10. The method of any one of claims 1 to 8, wherein the 2' -fucosyllactose compound is formulated in a composition further comprising at least one additional oligosaccharide.
11. The method of any one of claims 1 to 10, wherein the 2' -fucosyllactose compound is administered to the subject orally.
12. The method of claim 9 or claim 10, wherein the composition is a pharmaceutical composition or a dietary supplement.
13. The method of any one of claims 1-12, wherein the IBD is crohn's disease.
14. The method of any one of claims 1-12, wherein the IBD is ulcerative colitis.
15. The method according to any one of claims 1 to 14, wherein the subject has a daily fiber intake of less than 7g/1000 kcal.
16. The method according to any one of claims 1 to 14, wherein the subject has a daily fiber intake equal to or greater than 7g/1000 kcal.
17. The method of any one of claims 1-16, wherein the subject does not receive a corticosteroid.
18. The method of any one of claims 1-17, wherein the subject is a FUT2 secretor.
19. The method of any one of claims 1-17, wherein the subject is a FUT2 nonsecretor.
20. The method of any one of claims 1-19, wherein the subject is an adult.
21. The method of any one of claims 1-19, wherein the subject is a child.
22. The method according to any one of claims 1 to 21, wherein the effective amount of the 2 '-fucosyllactose compound is an amount of 2' -fucosyllactose equivalent to 1 mg/day to 20 mg/day, preferably 2 '-fucosyllactose equivalent to 1 mg/day to 15 mg/day or more preferably 2' -fucosyllactose equivalent to 1 mg/day to 10 mg/day.
23. The method according to any one of claims 1 to 22, wherein the 2 '-fucosyllactose compound is 2' -fucosyllactose.
24. A method for treating Inflammatory Bowel Disease (IBD), the method comprising administering to a subject in need thereof an amount of 2 '-fucosyllactose compound equivalent to 1 mg/day to 20 mg/day of 2' -fucosyllactose.

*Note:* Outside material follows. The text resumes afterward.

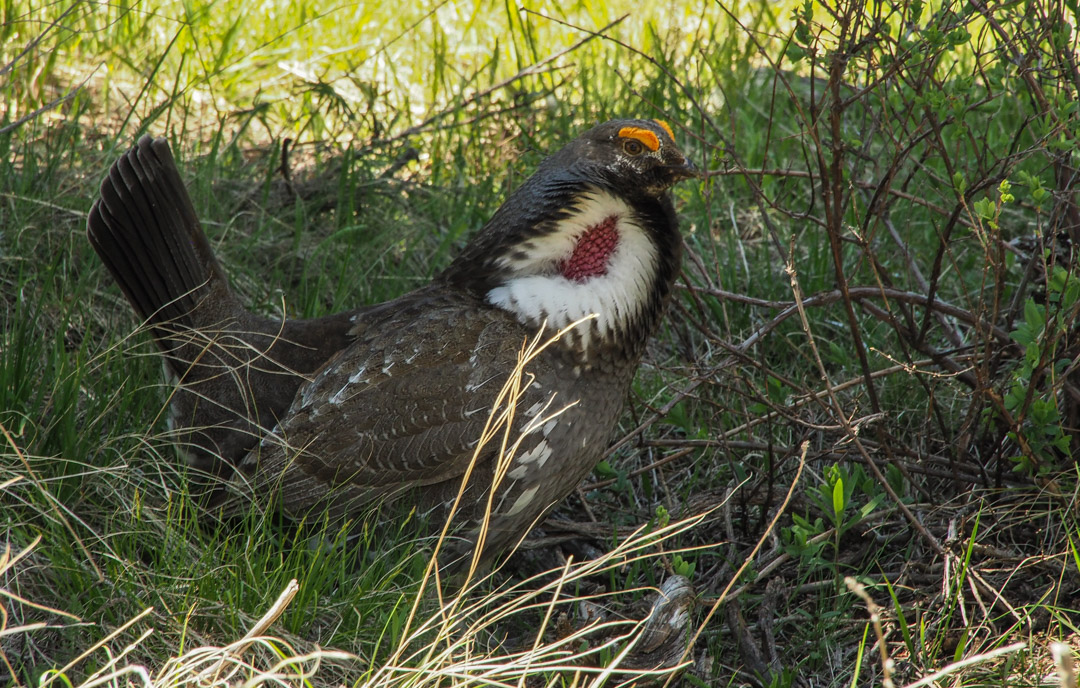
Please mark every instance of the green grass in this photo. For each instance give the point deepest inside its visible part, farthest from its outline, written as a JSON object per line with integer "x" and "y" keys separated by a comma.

25. The method of claim 24, wherein the 2 '-fucosyllactose compound is administered to the subject in an amount equivalent to 1 mg/day to 15 mg/day of 2' -fucosyllactose.
26. The method of claim 24, wherein the 2 '-fucosyllactose compound is administered to the subject in an amount equivalent to 1 mg/day to 10 mg/day of 2' -fucosyllactose.
27. The method of any one of claims 24-26, wherein the subject is a human patient at risk of, suspected of, or having IBD.